Government outlines new measures in draft Finance Bill

The government will go ahead with plans to consult on legislation that will create a new criminal offence for corporations that fail to take appropriate steps to prevent the facilitation of tax avoidance

This offence, first announced in the 2015 Summer Budget was outlined yesterday in the government's draft Finance Bill 2016, and, says law firm Pinsent Masons, is “most squarely” aimed at financial services and professional services firms, but all sectors will be in scope.

But, the law firm says, this new law will be difficult to impose against overseas firms.

Jason Collins, partner and head of tax at Pinsent Masons, said, “You can’t extradite a company.

“HMRC may resort to 'prosecution by press release' – i.e., by issuing criminal proceedings which, because they are in the public domain, will mean the foreign company has to decide whether to respond in the public domain.

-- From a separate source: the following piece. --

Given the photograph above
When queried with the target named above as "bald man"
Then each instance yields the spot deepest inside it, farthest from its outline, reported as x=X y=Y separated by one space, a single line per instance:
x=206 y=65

“This is the sort of legislation of which US law-makers would be proud. It is a bold attempt by the UK to extend the arm of its law beyond its borders. It needs to be matched with resources to police the offence otherwise it will become a damp squib.”

Collins also raises questions about whether this new, tougher stance, will put overseas financial services firms off doing business in the UK

“The US’ very aggressive approach to aggressive tax avoidance and tax evasion has put off some financial services firms from exposing themselves to doing business in the US. This offence may lead to the same thing happening in the UK.”

The government also published further details on new powers that will allow the Revenue to levy penalties on companies that persistently engage in aggressive tax planning.

A large business can be placed under what HMRC describes as “special measures” if it judges it to have an ongoing history of tax planning. HMRC’s “special measures” could then be used to impose harsher penalties if any unpaid tax is due to a “speculative interpretation” of UK law.

According to analysis by Pinsent Masons, under the new laws, HMRC is free to decide what this “speculative interpretation” is.

“The new terms effectively leave HMRC as judge, jury and executioner on these businesses’ approach to tax,” Heather Self, partner at Pinsent Masons said.

“That is a very subjective judgement and is likely to result in some very contentious penalties when it is used.”

Large businesses will also be required to publish their tax strategies, which, the government said, will ensure greater transparency.

But, said EY, more and more businesses are voluntarily publishing and explaining tax policies, and tax transparency is becoming entrenched in business agendas.

“Introducing mandatory measures could be a backwards step,” said Tim Steel, EY’s UK & I tax markets leader.

“Business’s relationship with HMRC is key to attracting investment to the UK. The government will need to get this right in order to continue to support its ‘Open For Business’ strategy.”